Automatic disruption of human-operated attacks through containment of compromised user accounts by Microsoft Threat Intelligence
This is an interesting post by the Microsoft team on how they’ve baked in a “User containment” feature in Defender. Suppose Defender thinks an actor compromised a system and is attempting to target a specific user or elevate privileges. In that case, it’ll automatically contain the account. This is not a product pitch per se. They give several examples, including when they stopped an Akira campaign from spreading. Apparently, a non-enrolled endpoint was popped, and the actor tried to move laterally and deploy encryption and was stopped in their tracks.
The Confluence CVE-2023-22515 vulnerability: Overview, detection, and remediation by Frederic Baguelin, Eslam Salem, Emile Spir and Christophe Tafani-Dereeper
*Note, my employer is Datadog AND this is my team :D*
OK OK last Datadog one, I promise. It’s been two weeks of paternity leave, and I am getting FOMO from all the great work we’ve published.
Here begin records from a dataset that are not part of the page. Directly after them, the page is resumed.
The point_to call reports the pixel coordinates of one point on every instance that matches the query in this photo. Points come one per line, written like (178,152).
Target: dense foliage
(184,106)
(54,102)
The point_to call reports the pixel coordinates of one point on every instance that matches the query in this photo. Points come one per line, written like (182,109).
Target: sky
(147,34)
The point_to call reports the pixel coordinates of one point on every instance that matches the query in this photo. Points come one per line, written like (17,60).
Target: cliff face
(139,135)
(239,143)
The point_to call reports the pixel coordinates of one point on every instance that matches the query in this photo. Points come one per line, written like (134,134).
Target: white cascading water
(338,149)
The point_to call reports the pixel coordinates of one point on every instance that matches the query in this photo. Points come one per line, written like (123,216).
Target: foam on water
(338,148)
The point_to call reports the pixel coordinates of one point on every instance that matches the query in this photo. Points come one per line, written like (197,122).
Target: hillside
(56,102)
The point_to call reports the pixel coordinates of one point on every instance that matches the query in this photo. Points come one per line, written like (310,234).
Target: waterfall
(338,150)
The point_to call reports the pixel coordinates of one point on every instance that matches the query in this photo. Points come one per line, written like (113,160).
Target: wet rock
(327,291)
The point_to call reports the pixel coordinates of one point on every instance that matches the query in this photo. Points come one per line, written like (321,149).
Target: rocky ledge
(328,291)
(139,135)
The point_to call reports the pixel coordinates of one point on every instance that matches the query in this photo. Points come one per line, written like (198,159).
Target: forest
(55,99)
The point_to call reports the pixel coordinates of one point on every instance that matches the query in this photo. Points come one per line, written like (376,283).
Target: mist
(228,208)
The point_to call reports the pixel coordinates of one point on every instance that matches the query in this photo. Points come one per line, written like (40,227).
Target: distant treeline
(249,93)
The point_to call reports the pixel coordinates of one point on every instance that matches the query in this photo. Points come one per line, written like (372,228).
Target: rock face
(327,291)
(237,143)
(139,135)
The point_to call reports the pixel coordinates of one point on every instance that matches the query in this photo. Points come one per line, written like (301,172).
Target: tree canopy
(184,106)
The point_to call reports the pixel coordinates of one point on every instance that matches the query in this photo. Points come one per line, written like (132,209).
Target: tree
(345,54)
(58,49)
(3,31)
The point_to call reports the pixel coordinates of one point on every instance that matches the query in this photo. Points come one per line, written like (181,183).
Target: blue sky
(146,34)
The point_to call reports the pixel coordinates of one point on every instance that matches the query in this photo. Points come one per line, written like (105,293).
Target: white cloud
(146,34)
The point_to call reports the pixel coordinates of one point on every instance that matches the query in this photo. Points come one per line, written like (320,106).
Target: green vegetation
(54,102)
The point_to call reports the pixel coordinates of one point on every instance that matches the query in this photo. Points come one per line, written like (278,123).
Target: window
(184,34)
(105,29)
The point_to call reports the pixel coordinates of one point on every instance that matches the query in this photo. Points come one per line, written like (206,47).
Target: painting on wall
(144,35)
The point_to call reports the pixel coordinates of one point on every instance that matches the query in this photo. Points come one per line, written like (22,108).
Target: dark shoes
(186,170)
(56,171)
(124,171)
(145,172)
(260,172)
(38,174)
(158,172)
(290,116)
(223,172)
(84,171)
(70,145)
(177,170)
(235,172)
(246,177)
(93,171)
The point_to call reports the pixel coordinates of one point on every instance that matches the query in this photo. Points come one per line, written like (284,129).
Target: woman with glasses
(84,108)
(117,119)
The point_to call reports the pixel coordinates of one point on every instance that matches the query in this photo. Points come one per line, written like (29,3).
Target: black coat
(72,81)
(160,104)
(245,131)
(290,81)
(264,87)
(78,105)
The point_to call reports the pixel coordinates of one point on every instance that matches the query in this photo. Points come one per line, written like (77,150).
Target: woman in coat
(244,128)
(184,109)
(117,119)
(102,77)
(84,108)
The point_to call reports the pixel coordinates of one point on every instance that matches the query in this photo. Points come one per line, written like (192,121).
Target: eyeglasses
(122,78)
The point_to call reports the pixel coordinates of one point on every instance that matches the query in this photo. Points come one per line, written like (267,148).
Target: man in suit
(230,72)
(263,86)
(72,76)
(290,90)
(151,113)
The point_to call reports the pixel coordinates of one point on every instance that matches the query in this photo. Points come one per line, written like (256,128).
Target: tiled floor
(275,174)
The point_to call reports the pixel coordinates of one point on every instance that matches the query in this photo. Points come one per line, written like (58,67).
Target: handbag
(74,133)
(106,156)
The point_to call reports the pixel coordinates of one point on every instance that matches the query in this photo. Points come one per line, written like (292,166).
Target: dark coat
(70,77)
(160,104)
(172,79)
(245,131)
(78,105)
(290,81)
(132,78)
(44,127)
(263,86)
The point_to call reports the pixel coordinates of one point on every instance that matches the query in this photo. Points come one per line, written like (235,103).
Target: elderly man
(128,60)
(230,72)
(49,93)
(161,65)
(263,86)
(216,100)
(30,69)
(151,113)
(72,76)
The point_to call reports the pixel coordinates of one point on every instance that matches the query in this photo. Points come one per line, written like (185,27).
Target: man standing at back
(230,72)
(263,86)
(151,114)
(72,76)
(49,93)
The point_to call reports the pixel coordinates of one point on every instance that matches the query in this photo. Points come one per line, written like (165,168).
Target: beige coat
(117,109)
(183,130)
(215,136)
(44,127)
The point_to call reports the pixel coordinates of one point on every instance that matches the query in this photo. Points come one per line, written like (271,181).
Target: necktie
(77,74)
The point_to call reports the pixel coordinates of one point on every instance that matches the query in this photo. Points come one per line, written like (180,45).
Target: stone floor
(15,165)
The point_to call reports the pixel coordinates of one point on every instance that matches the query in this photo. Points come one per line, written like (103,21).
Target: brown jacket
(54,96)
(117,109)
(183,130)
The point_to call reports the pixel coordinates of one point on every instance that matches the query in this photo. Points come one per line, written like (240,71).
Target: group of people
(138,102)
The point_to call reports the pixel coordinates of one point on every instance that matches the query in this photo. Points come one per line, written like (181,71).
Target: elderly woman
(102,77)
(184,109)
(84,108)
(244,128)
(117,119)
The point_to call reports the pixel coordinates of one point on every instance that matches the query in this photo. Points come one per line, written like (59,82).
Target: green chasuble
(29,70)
TL;dr hosted Confluence is a juicy target for threat actors because, unlike Confluence in the Cloud, the lag time for updates completely depends on the server's administrators to update it. Lots of info in here for defenders and the community.
Open Source
event-maturity-matrix by AppOmni-Labs
Open-source repo for the Event Maturity Matrix site and corresponding blog. It’s a threat detection framework for audit logs, and the goal is to showcase the visibility (or lack thereof) of specific audit logs belonging to a product and where to find them. Lots of detection opportunities stored here!
KubeHound by Datadog
*Note, my employer is Datadog AND this is a sister team :D*
“With great scalability comes great responsibility.” - Uncle Ben on Kubernetes
KubeHound is a Kubernetes attack path discovery tool. Like other *hound tools, this is excellent for red and blue teamers. There is a custom DSL on top of the tool to make it super easy to quickly orient and identify interesting findings in Kubernetes environments.
multipass by Canonical
Vagrant has saved me lots of headaches when developing for work or for play. I saw multipass get posted on a devops-focused subreddit and it’s Canonical’s take on creating a VM manager for Ubuntu boxes.
machofile by pstirparo
Lightweight Python module (read, no external libraries) to analyze Mach-O files. This might be useful if you are in the malware world and get your hands on a piece of potential malware targeting MacOS.